The central group of the original with Christ and the Virgin is kept in the National Gallery of Parma, and its sinopia at the Palatine Library. Other extremely interesting fragments are kept at the National Gallery in London, at the Museum of Fine Arts in Boston and in some private collections.
Multiple hands guided by Correggio
In the pendentives are depicted the Fathers of the Church with the Evangelists, and along the tambour, monochrome, the symbols of the evangelists among the angels: in the arches the Correggio painted monochrome figures of biblical heroes and the grotesques of the cruise above the presbytery. The seventeenth-century installation of the choir compromised the other frieze with sacrificial themes carried out perhaps by the master and his close collaborators along the walls of the sanctuary; only one fragment is preserved in the Chapter Hall.
A detail of the transept frieze by Cristoforo Caselli (att.to.)Complesso di San Giovanni Evangelista
The entire pictorial layout of the church and convent seems to match a common program, derived from the Benedictine culture; as is the frieze with scenes of sacrifice alternating with a series of tondi with busts of popes, bishops and Benedictine monks that runs along the transept.
Giovanni Antonio da Parma and Cristoforo Caselli
The difference between the decoration of the left and right section is clear: the first, dated 1514, is signed by Giovanni Antonio da Parma, while the second, of better quality, is attributable to Cristoforo Caselli (1460ca.-1521 ), author of the panel depicting the Adoration of the Magi, completed in 1499 and located in the third chapel on the right of the Monastery.

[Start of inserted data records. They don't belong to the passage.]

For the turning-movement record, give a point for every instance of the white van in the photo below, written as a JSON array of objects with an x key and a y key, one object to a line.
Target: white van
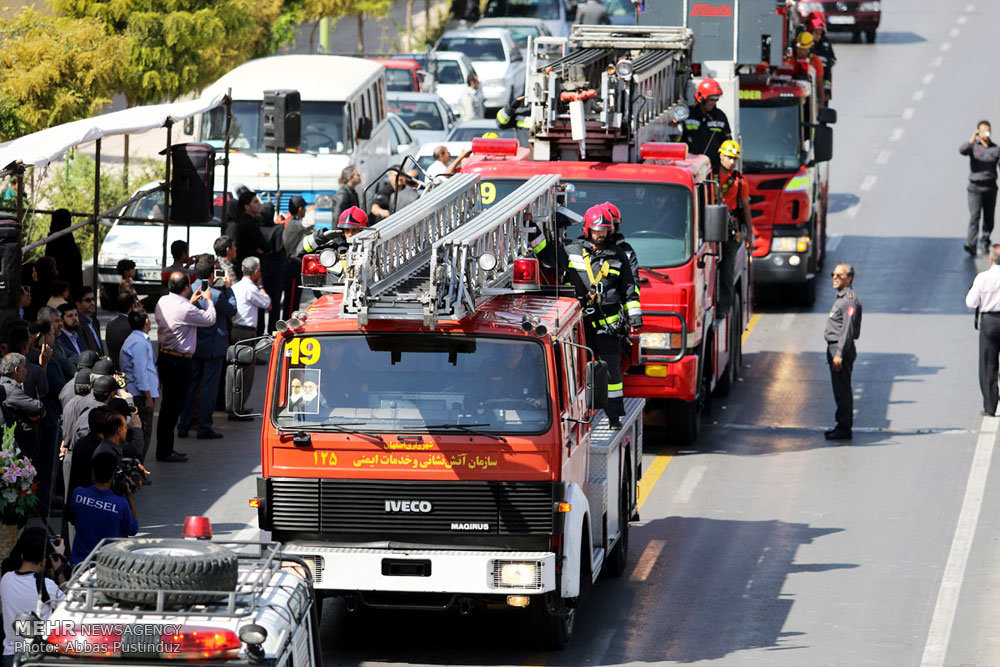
[{"x": 344, "y": 121}]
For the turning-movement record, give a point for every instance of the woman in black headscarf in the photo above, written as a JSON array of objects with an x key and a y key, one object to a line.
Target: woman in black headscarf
[{"x": 64, "y": 250}]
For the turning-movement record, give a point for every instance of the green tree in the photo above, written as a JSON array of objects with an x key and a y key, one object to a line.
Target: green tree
[
  {"x": 53, "y": 70},
  {"x": 173, "y": 47}
]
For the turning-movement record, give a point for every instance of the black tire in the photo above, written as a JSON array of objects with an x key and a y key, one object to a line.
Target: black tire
[
  {"x": 618, "y": 560},
  {"x": 139, "y": 567}
]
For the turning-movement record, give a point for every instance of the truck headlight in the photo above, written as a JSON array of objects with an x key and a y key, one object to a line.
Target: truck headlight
[
  {"x": 660, "y": 341},
  {"x": 790, "y": 244},
  {"x": 519, "y": 575}
]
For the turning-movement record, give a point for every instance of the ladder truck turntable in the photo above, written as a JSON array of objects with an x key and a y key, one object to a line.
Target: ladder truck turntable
[
  {"x": 599, "y": 116},
  {"x": 418, "y": 494}
]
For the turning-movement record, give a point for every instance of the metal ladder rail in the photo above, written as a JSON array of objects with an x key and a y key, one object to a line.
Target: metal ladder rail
[
  {"x": 382, "y": 257},
  {"x": 459, "y": 279}
]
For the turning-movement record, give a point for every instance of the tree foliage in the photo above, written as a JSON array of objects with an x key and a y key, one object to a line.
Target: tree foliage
[
  {"x": 53, "y": 70},
  {"x": 172, "y": 47}
]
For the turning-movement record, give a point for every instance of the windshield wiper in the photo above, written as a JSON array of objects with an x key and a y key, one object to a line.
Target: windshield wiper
[
  {"x": 467, "y": 428},
  {"x": 340, "y": 428}
]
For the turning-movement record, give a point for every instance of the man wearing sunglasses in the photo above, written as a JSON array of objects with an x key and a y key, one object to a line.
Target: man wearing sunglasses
[{"x": 843, "y": 327}]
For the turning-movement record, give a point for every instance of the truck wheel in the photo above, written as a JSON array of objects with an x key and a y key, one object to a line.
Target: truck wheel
[
  {"x": 139, "y": 567},
  {"x": 618, "y": 560}
]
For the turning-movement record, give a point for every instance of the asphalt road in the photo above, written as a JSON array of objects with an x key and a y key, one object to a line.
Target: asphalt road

Michelangelo Anselmi (1492ca-1554) was awarded the decoration of the six cruises and arches of the main nave with candelabra, cherubs, eagles, allegories of the time, monochrome on a blue background; Saint Benedict among the Scholastic Saints, Mauro, Placido and Giustina in the apsidal basin of the left transept (1521); Bishop Siegfried appoints John the first abbot of the new monastery of Saint John the Evangelist and The Virgin appears to John, first abbot, on his deathbed with the original coat of arms of the Cornazzano family, the latter emerged thanks to recent restorations, in the right; Saint Agnes and Catherine of Alexandria (1522-1523) in the chapel on the left of the presbytery; the fresco with the Four Doctors of the Church and the table with Christ carrying the cross (1522) in the sixth chapel on the left, (Bergonzi); finally, the doors of a reliquary cabinet in the Sacristy with Saint Sebastian and Saint John the Baptist.

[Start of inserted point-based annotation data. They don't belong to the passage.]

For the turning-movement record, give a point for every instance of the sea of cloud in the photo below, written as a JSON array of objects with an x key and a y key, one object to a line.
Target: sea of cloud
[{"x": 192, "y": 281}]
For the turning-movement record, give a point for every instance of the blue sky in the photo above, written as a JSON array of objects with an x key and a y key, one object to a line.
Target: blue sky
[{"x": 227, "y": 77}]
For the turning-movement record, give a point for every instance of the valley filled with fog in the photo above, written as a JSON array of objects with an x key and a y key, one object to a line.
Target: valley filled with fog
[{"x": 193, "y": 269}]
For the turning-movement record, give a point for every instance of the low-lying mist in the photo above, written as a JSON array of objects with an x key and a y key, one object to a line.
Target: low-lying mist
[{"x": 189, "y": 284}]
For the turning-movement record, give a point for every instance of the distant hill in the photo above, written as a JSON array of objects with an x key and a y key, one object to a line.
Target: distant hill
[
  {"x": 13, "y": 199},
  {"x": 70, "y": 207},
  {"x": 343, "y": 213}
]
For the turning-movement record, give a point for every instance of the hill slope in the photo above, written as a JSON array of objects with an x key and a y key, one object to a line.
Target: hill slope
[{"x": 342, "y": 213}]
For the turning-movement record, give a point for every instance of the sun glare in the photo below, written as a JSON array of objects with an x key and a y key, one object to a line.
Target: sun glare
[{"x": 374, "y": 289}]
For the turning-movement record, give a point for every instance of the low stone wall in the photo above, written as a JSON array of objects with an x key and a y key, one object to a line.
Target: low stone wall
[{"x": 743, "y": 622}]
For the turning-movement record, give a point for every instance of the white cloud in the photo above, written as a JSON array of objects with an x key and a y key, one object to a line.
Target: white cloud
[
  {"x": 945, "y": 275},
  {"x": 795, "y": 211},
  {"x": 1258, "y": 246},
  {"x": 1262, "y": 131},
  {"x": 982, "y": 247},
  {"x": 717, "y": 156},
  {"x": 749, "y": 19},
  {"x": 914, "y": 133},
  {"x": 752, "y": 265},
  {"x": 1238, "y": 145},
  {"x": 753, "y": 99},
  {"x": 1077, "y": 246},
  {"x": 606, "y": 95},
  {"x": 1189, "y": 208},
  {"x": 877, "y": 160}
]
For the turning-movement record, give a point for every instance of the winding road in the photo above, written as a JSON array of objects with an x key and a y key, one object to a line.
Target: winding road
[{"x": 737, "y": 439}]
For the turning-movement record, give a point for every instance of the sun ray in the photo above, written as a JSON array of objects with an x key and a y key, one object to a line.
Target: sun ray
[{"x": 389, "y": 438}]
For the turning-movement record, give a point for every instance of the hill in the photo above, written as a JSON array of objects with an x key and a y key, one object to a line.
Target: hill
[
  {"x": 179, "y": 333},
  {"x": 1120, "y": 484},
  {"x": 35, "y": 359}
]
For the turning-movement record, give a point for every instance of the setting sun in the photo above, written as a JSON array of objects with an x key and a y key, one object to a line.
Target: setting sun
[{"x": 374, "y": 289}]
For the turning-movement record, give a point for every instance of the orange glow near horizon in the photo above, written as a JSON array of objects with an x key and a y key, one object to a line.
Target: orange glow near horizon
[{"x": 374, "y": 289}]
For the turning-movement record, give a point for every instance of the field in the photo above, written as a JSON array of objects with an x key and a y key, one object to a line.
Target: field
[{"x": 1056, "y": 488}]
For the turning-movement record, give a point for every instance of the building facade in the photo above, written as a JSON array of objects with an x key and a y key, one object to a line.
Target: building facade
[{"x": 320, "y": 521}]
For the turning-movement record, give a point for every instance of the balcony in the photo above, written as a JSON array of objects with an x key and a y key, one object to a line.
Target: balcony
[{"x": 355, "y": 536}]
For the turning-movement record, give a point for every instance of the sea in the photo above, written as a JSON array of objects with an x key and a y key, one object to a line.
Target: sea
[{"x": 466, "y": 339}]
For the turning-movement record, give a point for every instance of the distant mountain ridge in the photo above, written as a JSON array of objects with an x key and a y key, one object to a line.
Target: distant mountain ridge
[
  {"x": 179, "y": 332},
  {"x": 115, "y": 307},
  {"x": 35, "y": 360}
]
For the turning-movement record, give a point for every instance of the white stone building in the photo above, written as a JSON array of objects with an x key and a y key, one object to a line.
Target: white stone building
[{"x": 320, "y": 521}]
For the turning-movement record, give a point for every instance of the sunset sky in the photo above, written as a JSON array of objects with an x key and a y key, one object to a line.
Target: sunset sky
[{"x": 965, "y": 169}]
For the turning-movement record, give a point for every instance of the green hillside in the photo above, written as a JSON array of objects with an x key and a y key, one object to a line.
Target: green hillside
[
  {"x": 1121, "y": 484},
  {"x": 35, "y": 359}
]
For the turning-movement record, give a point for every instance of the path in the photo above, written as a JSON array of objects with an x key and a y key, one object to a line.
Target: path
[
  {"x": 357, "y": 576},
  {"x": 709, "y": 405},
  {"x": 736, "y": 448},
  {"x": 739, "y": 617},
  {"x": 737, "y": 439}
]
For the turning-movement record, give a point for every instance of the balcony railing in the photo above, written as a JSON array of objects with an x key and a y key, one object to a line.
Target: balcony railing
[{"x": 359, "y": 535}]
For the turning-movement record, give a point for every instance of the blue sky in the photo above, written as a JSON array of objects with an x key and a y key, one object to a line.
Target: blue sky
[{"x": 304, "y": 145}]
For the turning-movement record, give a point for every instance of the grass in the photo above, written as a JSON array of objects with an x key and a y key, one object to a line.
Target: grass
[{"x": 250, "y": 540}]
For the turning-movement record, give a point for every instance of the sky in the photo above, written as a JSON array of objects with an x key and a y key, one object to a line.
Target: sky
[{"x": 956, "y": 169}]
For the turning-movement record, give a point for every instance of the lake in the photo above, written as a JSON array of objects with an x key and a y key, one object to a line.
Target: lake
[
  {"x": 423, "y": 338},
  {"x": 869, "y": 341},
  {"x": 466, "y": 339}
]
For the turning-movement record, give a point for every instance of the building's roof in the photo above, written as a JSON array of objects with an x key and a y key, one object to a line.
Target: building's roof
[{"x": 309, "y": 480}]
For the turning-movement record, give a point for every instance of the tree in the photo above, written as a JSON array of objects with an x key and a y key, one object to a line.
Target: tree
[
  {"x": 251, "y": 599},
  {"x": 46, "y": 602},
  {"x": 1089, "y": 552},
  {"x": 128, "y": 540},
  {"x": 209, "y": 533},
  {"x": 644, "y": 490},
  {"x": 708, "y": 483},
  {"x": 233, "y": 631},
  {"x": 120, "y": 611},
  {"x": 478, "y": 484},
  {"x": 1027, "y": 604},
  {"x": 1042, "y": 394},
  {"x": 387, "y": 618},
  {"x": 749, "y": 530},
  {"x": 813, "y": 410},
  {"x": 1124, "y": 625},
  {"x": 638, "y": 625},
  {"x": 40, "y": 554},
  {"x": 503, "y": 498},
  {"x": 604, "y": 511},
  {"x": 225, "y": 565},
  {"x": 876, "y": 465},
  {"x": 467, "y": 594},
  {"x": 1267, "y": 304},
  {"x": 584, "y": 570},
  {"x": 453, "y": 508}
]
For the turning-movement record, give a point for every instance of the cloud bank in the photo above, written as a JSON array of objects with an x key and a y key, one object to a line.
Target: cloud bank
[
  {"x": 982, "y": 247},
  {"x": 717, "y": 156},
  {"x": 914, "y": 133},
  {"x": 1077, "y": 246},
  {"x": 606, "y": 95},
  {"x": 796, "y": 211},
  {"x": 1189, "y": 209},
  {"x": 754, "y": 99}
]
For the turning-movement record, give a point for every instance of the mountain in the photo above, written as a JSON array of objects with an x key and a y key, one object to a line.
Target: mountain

Even Girolamo Bedoli (1508 - 1572) made his own contribution to the monastery, bringing to completion: the canvas with the Mystical Marriage of Saint Catherine (1536) in the fourth chapel on the left; The Madonna, the Child and Saint James Major in the fourth chapel on the right, the large altarpiece with the Transfiguration, painted in 1556 in the apse, the Last Supper within an architecture on the back wall of the large refectory in the convent, and Saint Cecilia and Saint Margaret in the arch of the chapel to the right of the presbytery.